Black Glasses Like Clark Kent
A GI's Secret from Postwar Japan
When her Uncle Don said she ought to write a book about him, Terese Svoboda was skeptical. A published poet and novelist, Svoboda knew how tricky the publishing world could be, and her uncle’s story didn’t look promising at first glance. But in 2004, when the Abu Ghraib prison scandal began to taint the US occupation of Iraq, Svoboda’s trim, eighty-year-old uncle with no history of mental illness checked himself into a psychiatric hospital. Taking a closer look at the memoirs her uncle had been sending to her, Svoboda uncovered suggestions of malfeasance, even murder at the Eighth Army Stockade where Uncle Don had worked as an MP after World War II. But before his niece could get the rest of the story, Uncle Don, “the perfect match for Kryptonite,” had committed suicide.

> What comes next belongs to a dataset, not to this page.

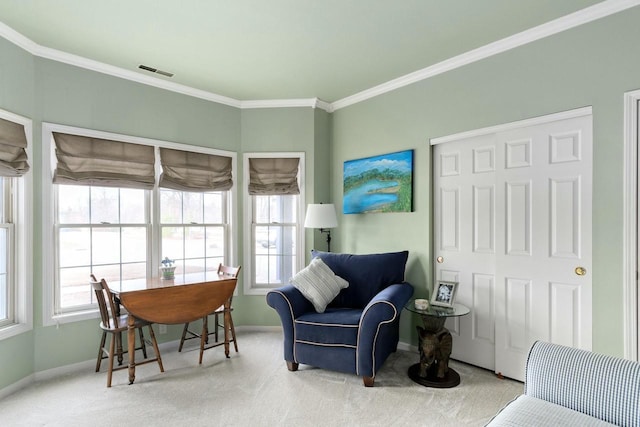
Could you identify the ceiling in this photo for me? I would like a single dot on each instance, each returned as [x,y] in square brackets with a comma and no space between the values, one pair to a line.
[276,49]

Black Glasses Like Clark Kent is not another paean to the Greatest Generation. It is an investigative essay enriched with family story and a meditation on memory and the residue of war. It is the record of Svoboda’s attempt to find out what happened after World War II at the stockade at Nakano, about twenty miles from Tokyo. Svoboda documents her visits to Japan, her trips to US Army records centers and National Archives, and her interviews with her uncle’s fellow servicemen. The research is fraught with difficulties. (“Smoke, that’s what I’m in pursuit of…”). Records have been altered or destroyed, and most of the few surviving US soldiers do not want to talk about the past. But Svoboda finds evidence to support her belief that her uncle’s suicide was connected to his time at Nakano, and that unreported executions (of mostly black soldiers) took place there. Excerpts from Uncle Don’s memoirs and letters, and comments by American and Japanese survivors give readers a sense of the lawlessness and debauchery—“smoky sex from the Japanese panpan girls with their long red fingernails”—that characterized the US occupation of a ruined Japan, an occupation which lasted until the San Francisco Treaty of 1952.
Born in Nebraska and now a resident of New York City, Svoboda’s work has appeared in Harper’s, The New Yorker, and Vogue. Black Glasses Like Clark Kent won the 2007 Graywolf Nonfiction Prize.